Hyundai rachète les dernières parts de SoftBank dans Boston Dynamics : l’Atlas devient 100 % coréen

Robot Atlas de Boston Dynamics en usine Hyundai, chaîne de montage véhicules électriques

SoftBank sort enfin du capital de Boston Dynamics. Le groupe japonais a exercé son option de vente sur les 9,65 % qu’il détenait encore dans le fabricant de robots américain. Hyundai Motor Group rachète cette part pour environ 325 millions de dollars, ce qui lui confère la propriété à 100 % de la société créatrice d’Atlas et de Spot.

Robot Atlas de Boston Dynamics en usine Hyundai, chaîne de montage véhicules électriques
Illustration RoboActu

Cinq ans après l’entrée, la sortie de SoftBank

En 2021, Hyundai avait acquis 80 % de Boston Dynamics auprès de SoftBank pour 1,1 milliard de dollars. L’accord initial prévoyait une option de vente pour les parts restantes. C’est cette clause que le fonds de Masayoshi Son vient d’activer.

La valorisation implicite de la transaction dépasse 3 milliards de dollars, soit près de trois fois le prix payé il y a cinq ans. Mais la somme importe moins que la logique stratégique : en devenant actionnaire unique, Hyundai lève tous les freins de gouvernance qui limitaient son intégration de Boston Dynamics dans ses propres usines.

Pour SoftBank, ce n’est pas un désengagement de la robotique. Le groupe prépare le lancement de Roze AI, une entité cotée qui regroupe robotique, infrastructure IA et data centers, notamment après l’acquisition de l’activité robots industriels d’ABB pour 5,4 milliards de dollars. La stratégie pivot : posséder l’infrastructure plutôt qu’un constructeur de robots en particulier.

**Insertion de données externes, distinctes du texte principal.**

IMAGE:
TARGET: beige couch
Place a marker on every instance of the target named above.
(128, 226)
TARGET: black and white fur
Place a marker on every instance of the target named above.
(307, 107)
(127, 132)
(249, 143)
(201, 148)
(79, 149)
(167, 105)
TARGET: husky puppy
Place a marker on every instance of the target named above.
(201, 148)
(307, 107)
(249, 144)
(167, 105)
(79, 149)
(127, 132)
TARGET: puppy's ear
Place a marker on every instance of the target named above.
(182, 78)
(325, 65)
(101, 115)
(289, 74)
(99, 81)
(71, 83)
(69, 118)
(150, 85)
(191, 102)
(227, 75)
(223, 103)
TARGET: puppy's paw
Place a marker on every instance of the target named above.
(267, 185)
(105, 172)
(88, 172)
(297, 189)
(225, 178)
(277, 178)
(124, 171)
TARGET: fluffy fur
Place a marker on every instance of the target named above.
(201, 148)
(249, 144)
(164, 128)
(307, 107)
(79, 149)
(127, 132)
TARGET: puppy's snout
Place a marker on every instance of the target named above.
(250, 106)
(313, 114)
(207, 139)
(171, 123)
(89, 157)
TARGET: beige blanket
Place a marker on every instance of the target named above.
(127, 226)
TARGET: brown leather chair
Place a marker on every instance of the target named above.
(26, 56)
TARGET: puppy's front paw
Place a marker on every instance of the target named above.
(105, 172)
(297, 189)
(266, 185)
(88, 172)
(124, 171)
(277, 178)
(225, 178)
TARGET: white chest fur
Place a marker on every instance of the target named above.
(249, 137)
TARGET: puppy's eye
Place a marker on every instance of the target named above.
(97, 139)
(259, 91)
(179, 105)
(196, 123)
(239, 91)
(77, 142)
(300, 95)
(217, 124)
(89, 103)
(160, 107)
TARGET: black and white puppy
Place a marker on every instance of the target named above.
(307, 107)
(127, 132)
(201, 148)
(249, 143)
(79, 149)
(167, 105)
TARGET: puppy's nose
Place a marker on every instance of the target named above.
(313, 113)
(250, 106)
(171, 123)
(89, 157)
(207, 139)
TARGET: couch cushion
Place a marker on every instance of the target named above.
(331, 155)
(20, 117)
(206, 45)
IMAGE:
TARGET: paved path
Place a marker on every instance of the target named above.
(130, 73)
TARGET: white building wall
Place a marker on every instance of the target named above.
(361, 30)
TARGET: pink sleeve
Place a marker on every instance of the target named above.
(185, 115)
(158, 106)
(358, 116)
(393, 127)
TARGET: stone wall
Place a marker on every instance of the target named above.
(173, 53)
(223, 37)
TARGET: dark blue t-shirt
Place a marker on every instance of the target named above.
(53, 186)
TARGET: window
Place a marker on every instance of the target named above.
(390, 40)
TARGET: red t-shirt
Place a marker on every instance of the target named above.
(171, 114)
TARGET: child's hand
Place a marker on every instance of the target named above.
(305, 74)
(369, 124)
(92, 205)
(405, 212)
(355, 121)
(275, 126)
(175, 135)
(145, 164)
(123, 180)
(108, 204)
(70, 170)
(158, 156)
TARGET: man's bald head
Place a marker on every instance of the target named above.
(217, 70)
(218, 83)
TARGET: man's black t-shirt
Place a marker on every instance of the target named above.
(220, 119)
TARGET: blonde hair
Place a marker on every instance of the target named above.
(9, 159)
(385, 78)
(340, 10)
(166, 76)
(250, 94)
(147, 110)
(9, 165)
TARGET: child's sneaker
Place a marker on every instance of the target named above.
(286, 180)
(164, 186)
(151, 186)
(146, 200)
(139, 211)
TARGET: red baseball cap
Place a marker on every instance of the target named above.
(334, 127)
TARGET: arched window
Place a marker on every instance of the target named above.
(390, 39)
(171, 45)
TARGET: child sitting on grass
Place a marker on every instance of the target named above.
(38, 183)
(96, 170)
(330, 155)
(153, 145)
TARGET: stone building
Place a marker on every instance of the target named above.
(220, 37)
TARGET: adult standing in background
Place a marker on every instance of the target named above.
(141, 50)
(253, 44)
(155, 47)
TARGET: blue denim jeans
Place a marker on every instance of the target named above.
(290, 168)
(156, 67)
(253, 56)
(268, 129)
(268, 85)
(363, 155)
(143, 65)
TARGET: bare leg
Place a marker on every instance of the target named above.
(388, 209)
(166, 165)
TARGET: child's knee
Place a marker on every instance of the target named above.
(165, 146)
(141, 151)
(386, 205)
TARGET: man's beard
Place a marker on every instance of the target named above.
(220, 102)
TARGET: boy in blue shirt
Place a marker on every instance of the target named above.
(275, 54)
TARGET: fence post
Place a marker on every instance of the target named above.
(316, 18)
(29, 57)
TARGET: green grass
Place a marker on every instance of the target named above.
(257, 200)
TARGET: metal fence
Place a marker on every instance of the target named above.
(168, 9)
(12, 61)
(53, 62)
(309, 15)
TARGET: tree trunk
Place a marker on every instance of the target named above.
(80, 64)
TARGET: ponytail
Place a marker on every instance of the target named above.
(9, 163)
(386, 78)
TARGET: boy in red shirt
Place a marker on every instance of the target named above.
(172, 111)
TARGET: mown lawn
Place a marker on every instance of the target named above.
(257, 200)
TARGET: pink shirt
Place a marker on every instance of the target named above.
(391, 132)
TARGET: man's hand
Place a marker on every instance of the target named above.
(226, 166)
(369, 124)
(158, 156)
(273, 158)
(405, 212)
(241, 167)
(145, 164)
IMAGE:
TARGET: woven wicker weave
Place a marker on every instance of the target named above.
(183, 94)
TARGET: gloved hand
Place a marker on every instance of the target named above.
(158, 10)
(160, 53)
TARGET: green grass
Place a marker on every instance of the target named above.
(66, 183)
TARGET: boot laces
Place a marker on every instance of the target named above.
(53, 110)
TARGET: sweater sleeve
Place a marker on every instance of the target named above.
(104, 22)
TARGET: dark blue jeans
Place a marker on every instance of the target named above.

Le plan Hyundai : 30 000 Atlas par an dès 2028

Hyundai ne cache pas ses ambitions de production. La feuille de route est précise : début 2028, des robots Atlas en version commerciale commenceront à travailler dans l’usine de véhicules électriques du groupe en Géorgie. Ils débuteront par la logistique interne et le port de charges lourdes, avant de progresser vers des tâches de soudure et d’assemblage d’ici 2030.

L’objectif annoncé est de produire 30 000 humanoïdes par an. Plus de 25 000 seraient déployés dans les usines Hyundai et Kia. Le reste serait vendu à des clients extérieurs. C’est une position unique sur le marché : la plupart des constructeurs de robots cherchent encore leurs premiers clients industriels, alors que Hyundai possède déjà les sites de production où ses robots apprendront.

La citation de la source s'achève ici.